Either these guys are dumb or they are thinking like business owners. I would like to believe even though at times PE guys do act dumb but this time they are sensing the future. The Indian capital markets are at the point of take-off as our economy gets to $4 trillion. Over the next one-two decades, our markets will go from $5 Trillion market cap to well over $25Trillion market cap and where will all this money be raised and put to work at? The Exchanges, of course. So if you think that the exchanges are going out of businesses because CNBC reported that through unverified sources, you may not be thinking through it.
I was recently talking to a few colleagues who wanted to start a mutual fund distribution business because the commissions are huge. All the major houses- Reliance through Jio, every PMS owner wants to get into the mutual fund business where unless you are in the top league, you don’t really make meaningful amount of profits. Amidst all this, you are being told that the listed players which are already managing $100 Billion plus of AUM with 55-60% PAT margins will go out of business and you sell your shares because one random analyst on TV told you so?

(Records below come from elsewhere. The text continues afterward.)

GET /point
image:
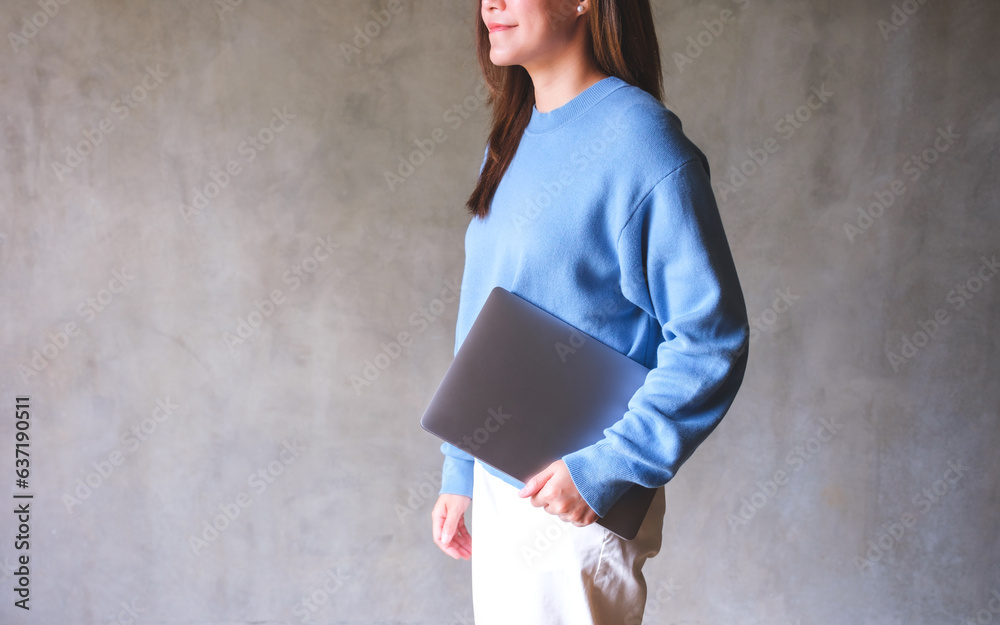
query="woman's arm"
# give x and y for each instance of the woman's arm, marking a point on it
(676, 265)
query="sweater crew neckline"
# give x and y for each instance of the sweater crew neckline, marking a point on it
(547, 122)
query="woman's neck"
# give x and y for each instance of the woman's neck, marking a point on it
(557, 84)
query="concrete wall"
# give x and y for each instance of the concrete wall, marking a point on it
(855, 479)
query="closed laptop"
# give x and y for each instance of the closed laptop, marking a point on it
(526, 388)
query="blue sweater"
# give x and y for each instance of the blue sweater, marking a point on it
(606, 219)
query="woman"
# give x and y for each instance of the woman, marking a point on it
(592, 204)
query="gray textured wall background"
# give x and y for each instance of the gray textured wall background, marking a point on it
(847, 485)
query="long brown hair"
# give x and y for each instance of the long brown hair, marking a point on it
(623, 44)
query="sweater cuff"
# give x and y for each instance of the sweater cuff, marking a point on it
(600, 482)
(456, 472)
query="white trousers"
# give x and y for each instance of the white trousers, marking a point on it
(530, 568)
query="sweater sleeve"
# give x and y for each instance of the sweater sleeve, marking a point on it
(677, 267)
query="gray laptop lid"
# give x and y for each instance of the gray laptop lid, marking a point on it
(527, 388)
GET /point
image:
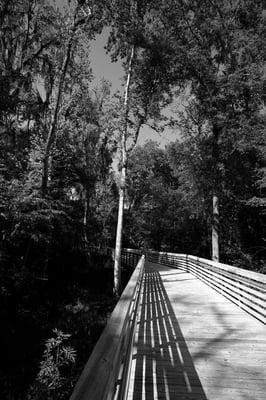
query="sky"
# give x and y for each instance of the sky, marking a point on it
(102, 67)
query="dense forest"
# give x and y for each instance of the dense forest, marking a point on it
(74, 183)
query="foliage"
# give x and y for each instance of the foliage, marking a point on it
(53, 375)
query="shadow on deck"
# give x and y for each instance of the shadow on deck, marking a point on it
(164, 368)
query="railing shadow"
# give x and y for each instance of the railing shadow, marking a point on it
(164, 366)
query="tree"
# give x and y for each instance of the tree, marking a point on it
(218, 45)
(132, 38)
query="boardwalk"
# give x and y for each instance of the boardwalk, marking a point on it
(192, 343)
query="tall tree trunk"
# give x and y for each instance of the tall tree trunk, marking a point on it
(215, 228)
(52, 130)
(122, 183)
(85, 217)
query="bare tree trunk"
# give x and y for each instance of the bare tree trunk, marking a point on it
(215, 199)
(52, 130)
(215, 228)
(85, 217)
(122, 183)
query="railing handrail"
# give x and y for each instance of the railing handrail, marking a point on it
(256, 276)
(99, 378)
(245, 288)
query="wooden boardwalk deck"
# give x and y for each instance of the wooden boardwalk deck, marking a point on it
(192, 343)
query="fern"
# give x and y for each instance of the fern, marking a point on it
(51, 381)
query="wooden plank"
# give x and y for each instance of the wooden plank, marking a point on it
(98, 379)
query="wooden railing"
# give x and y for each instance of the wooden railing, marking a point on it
(106, 374)
(245, 288)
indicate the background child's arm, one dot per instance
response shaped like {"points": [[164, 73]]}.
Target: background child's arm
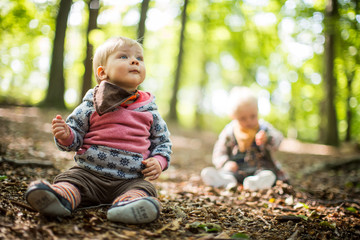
{"points": [[274, 136], [220, 152]]}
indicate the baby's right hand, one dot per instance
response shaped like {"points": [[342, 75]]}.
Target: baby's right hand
{"points": [[60, 129]]}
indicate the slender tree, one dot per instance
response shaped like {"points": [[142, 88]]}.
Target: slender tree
{"points": [[56, 88], [93, 6], [141, 28], [173, 112], [330, 133]]}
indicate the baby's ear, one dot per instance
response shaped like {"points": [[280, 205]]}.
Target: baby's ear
{"points": [[101, 73]]}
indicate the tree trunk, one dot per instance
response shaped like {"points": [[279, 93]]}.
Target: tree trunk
{"points": [[173, 112], [329, 118], [56, 88], [141, 28], [87, 78]]}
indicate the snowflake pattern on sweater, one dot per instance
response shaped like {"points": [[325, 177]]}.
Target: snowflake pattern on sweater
{"points": [[96, 145]]}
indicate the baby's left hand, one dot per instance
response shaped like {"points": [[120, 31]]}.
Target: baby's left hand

Always remember something. There are a lot of people in the markets who by the very nature of their job have a vested interest in trying to make you an active player. The news channels want TRP so they tell you so much news that you are overburdened by it. The CNBC guys aren’t investors, they are news sellers. They themselves aren’t in the market investing for 20-25 years but just covering the news on a daily basis. Similarly for all the analysts etc. Please understand if any of these people really invested their money for the past 10-15-20 years, will they still be doing a job for a living? No! anyone who has been invested is already a multi-millionaire owner of these people. So the next time someone advises you, please ask yourself whether the person is already a multi-millionaire or is working a job and want you to trade actively in order to make commissions.
Being a long-term investor requires a lot of patience and counter-intuitive inactivity. Its hard looking at your portfolio down 2-3-4% a day and decide to not do anything. Its harder to stay invested when the news channels are selling down your holding predicting the doomsday scenario. Its very easy to sell when it goes down and buy when its going up because you are with the crowd. And anyone telling you that investing is not a full time job because there is a lot of free time available doesn’t really knows what he is talking about.
I will end the piece with my favorite line from the recluse Invstor- Seth Klarman when he was mentioning the 2008 Lehman crisis and why he invested when there was blood on the street- “ We did not think the world was ending, We did not see how people think that the world was ending, the world doesn’t end this easily.”
Disclaimer- The views expressed are entirely mine and am not a registered Investment Advisor. I or my company do not provide any buy/sell advisory and have no vested interest in writing this blog except knowledge sharing!